There was a time when a constellation of Jewish Egyptian stars shone on the country's arts and music scene, and when streets in Cairo and Alexandria brimmed with Jewish shops. But by the turn of the 21st century, Egypt's Jews had become a faded memory, their synagogues empty and their old neighbourhoods offering scant testimony to a once-thriving community.
The newly released movie Jews of Egypt by Amir Ramses is an analysis into decades of Egypt's history marked by a massive exodus of its Jewish community.
With the hubbub around the release of the movie and the death of the leader of Egypt's 200 remaining Jews, Carmen Weinstein, on Saturday 13 April, Ahram Online recalls a movie made in 1954 based on a '40s play.
Hassan, Marcos and Cohen - an immediately successful movie about a Muslim, a Christian and a Jew – premiered on no less than Cairo’s Emad Eddin Street, considered Egypt’s Broadway at the time.
The play included a number of Egyptian famous actors, such as Naguib El-Rihani.

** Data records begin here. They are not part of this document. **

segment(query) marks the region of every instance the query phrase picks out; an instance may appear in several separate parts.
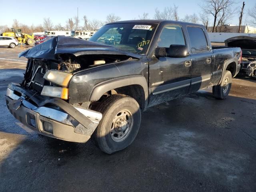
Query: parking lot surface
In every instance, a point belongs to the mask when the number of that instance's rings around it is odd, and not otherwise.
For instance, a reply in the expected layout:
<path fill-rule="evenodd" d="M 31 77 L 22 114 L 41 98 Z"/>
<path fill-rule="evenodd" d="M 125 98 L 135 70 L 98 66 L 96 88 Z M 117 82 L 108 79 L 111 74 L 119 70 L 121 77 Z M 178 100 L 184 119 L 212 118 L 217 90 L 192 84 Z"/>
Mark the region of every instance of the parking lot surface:
<path fill-rule="evenodd" d="M 209 89 L 150 108 L 132 145 L 110 155 L 10 113 L 6 87 L 26 67 L 18 48 L 0 48 L 0 191 L 256 191 L 256 80 L 233 79 L 225 100 Z"/>

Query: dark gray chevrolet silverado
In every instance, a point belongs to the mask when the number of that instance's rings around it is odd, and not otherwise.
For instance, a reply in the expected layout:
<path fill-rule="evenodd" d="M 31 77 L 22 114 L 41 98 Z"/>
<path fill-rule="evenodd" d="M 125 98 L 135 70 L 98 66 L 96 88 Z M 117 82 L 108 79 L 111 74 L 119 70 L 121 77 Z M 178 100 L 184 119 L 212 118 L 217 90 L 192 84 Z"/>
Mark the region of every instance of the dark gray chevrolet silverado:
<path fill-rule="evenodd" d="M 213 50 L 201 25 L 170 20 L 112 23 L 89 41 L 57 36 L 20 53 L 20 84 L 10 84 L 14 116 L 46 136 L 85 142 L 111 154 L 132 142 L 141 112 L 212 87 L 225 99 L 241 49 Z"/>

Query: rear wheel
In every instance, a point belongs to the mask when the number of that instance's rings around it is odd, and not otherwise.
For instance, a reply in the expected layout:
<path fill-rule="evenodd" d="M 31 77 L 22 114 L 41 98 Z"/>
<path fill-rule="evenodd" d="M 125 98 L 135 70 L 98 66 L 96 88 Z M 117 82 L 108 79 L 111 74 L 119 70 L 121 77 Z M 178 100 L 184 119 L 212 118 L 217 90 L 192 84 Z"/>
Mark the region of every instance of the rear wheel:
<path fill-rule="evenodd" d="M 229 71 L 226 71 L 221 83 L 212 87 L 213 96 L 218 99 L 226 99 L 231 88 L 232 75 Z"/>
<path fill-rule="evenodd" d="M 130 145 L 140 125 L 140 109 L 136 100 L 124 95 L 113 95 L 98 109 L 102 118 L 92 137 L 96 145 L 109 154 Z"/>
<path fill-rule="evenodd" d="M 10 44 L 10 48 L 15 48 L 16 46 L 16 45 L 15 44 L 15 43 L 12 43 Z"/>
<path fill-rule="evenodd" d="M 26 44 L 28 45 L 32 45 L 35 42 L 31 38 L 28 38 L 27 40 Z"/>

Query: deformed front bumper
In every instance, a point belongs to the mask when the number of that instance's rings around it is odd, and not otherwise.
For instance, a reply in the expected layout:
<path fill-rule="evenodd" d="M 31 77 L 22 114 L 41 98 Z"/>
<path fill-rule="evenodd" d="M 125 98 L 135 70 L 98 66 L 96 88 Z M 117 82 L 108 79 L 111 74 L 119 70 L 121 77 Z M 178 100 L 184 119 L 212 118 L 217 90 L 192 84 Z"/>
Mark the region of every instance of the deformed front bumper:
<path fill-rule="evenodd" d="M 47 99 L 36 105 L 30 102 L 31 94 L 26 95 L 27 92 L 29 91 L 18 84 L 10 84 L 6 91 L 6 106 L 15 118 L 46 136 L 84 143 L 102 118 L 100 113 L 73 106 L 60 99 Z"/>

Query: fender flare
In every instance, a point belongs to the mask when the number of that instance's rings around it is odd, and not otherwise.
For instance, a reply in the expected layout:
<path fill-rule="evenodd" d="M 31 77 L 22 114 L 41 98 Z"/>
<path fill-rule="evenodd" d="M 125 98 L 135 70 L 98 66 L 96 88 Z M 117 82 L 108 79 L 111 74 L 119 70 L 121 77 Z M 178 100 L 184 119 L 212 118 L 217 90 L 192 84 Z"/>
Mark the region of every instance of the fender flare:
<path fill-rule="evenodd" d="M 96 85 L 94 88 L 89 101 L 98 100 L 103 94 L 110 90 L 132 85 L 138 85 L 142 87 L 145 94 L 144 108 L 146 109 L 148 101 L 148 87 L 146 78 L 141 75 L 122 77 L 102 82 Z"/>
<path fill-rule="evenodd" d="M 219 82 L 219 83 L 218 83 L 218 84 L 219 84 L 220 83 L 221 83 L 221 82 L 222 81 L 222 79 L 223 79 L 224 73 L 226 71 L 226 70 L 229 64 L 230 64 L 230 63 L 232 63 L 233 62 L 234 62 L 235 63 L 236 63 L 236 69 L 235 69 L 235 75 L 233 76 L 232 74 L 232 78 L 234 77 L 234 76 L 236 76 L 236 74 L 237 74 L 236 72 L 237 71 L 237 68 L 238 68 L 238 60 L 236 58 L 232 58 L 231 59 L 228 59 L 225 61 L 225 62 L 224 62 L 224 64 L 223 65 L 223 68 L 222 72 L 221 74 L 221 78 L 220 78 L 220 82 Z"/>

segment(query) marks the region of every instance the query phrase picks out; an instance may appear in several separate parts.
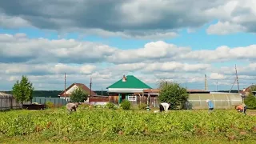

Egyptian-Jewish actress, Nagwa Salem (originally Ninat Salom), played the role of Simcha in both the play and the movie.
In 2008, Hassan and Morcos was released; a movie on the tragic follies of sectarianism.
"People must speak up so it doesn't just become 'Hassan'," Haroun, born in Alexandria in 1952, told AFP.
But the chances of running into a Cohen in Cairo or Alexandria are now no more than 200 in 84 million. That is what is left of a community that once numbered an estimated 80,000.
Jewish community leader Carmen Weinstein herself died in April at the age of 84, with a new head to be elected after she is buried in Cairo's Jewish cemetery, Haroun said.
The documentary by Amir Ramses released in Egypt’s cinemas on 27 March was shot in Egypt and France, where a small community of exiled Egyptian Jews hangs on to its past, and director said it is a case study in what he calls "the marginalisation of 'the other.'"
In the documentary, Ramses interviewed Jews born in Egypt but forced to leave in the decade after the 1948 war. They spoke of peremptory expulsions and a rise of anti-Semitism coinciding with the Arab-Israeli conflict.
"Jews were mixed, whether intentionally or not, in the Arab-Israeli conflict. They were in the grinding mill," Ramses told AFP.
As Ramses found out, even bringing out a documentary on the subject would require a fight.
Its screening in several other cinemas was delayed pending the approval of a national security service, Ramses said.
When the service finally approved the documentary, Ramses said the culture ministry's censorship board asked him to introduce it with a disclaimer that it was a work of "fiction."